La mère Douce demeurait dans une petite maison au bord du ruisseau. Elle avait un jardin qu'elle cultivait elle-même. Comme il lui fournissait plus de fruits et de légumes qu'elle n'en pouvait consommer, elle en donnait à tous ses voisins, car elle avait un bon coeur; aussi tout le monde l'aimait à cause de son obligeance.
La petite Nanne allait souvent filer au coin du feu de la vieille femme qui lui racontait des histoires du temps passé, et lui apprenait de belles prières. Elle lui parlait aussi du grand chagrin qu'elle avait eu en perdant son mari et ses quatre enfants, tous morts dans le même mois d'une terrible maladie qui avait tué bien du monde, et qu'on appelle le choléra. Toujours elle pleurait au souvenir de ses chers défunts.

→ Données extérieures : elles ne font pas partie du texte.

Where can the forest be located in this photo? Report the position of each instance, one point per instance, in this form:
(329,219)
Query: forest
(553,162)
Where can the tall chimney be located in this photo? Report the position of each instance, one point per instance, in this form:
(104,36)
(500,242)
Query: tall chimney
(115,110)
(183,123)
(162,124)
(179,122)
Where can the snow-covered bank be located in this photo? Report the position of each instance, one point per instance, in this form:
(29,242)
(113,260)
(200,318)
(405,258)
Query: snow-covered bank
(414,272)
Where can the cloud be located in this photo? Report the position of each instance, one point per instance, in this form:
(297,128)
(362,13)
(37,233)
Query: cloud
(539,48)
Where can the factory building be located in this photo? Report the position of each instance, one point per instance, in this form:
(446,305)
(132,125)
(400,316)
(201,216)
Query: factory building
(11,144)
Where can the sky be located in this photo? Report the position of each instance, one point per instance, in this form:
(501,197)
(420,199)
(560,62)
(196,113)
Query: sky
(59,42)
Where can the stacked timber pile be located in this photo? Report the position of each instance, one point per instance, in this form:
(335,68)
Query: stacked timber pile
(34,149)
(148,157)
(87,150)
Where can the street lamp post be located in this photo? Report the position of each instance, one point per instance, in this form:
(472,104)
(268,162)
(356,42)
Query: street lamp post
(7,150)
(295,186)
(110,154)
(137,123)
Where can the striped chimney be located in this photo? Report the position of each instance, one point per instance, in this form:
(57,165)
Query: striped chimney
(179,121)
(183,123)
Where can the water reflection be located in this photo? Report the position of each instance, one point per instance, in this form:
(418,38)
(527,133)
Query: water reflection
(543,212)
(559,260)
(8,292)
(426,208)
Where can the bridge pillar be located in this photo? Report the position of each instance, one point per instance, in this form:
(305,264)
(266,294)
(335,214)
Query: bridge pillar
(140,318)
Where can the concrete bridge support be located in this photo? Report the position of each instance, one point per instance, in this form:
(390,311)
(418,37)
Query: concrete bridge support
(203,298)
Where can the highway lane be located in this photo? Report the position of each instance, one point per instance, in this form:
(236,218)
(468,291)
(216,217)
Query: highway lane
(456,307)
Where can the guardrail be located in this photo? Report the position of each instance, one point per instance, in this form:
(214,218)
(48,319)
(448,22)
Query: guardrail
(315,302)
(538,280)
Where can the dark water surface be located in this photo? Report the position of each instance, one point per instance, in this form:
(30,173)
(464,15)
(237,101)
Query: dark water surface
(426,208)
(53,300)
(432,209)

Un hiver, la mère Douce prit une fraîcheur sur les yeux; et, quand ils furent désenflés, il se trouva qu'elle n'y voyait plus guère. Elle pouvait à peine se conduire en plein jour; le soir, une heure avant le coucher du soleil, elle n'y voyait goutte; et cette bonne vieille n'osait pas sortir de sa maison, tant elle avait peur de tomber. Quand elle voulait prendre quelque chose dans son armoire, elle avait toutes les peines du monde à mettre la clef dans la serrure.
La pauvre femme était désolée d'être aveugle, et ses plaintes faisaient pleurer la petite Nanne, qui, pour diminuer le grand ennui de sa bonne voisine, lui rendait toutes sortes de services. Dès le matin, elle l'aidait à faire son lit, mettait son pot devant le feu et taillait sa soupe. Si la mère Douce voulait manger un peu de salade, Nanne allait la lui cueillir, l'épluchait bien proprement, et ensuite l'assaisonnait. S'il y avait un point à faire aux vêtements de la vieille femme, ou s'ils avaient besoin d'être nettoyés, Nanne s'en occupait, parce que la mère Douce était fort soigneuse et tenait beaucoup à la propreté. Elle la menait promener au lieu d'aller courir avec les autres petites filles du village; et M. le curé l'encourageait à continuer son oeuvre charitable, en lui disant qu'elle obéissait à la volonté de Dieu qui veut qu'on s'aide les uns les autres.
La mère Douce avait vendu sa vache et sa chèvre depuis qu'elle ne voyait plus assez clair pour les soigner. Mais, comme il lui fallait bien un peu d'argent pour acheter du sel, de la chandelle et d'autres petites choses, Nanne allait vendre à la ville les beaux fruits de sa voisine et en rapportait tout ce qui lui était nécessaire. Tout cela n'empêchait pas Nanne de travailler à l'ouvrage que sa mère lui donnait à faire.
La mère Douce eut tant de chagrin d'avoir perdu la vue, qu'elle tomba en langueur et mourut au bout de deux ans. Quand elle sentit sa fin, elle pria M. le curé d'envoyer chercher un notaire, parce qu'elle voulait donner tout son bien à la petite Nanne qui, ayant eu pitié de son infirmité, l'avait aussi bien soignée que l'eût pu faire sa propre fille, et cela sans jamais se rebuter.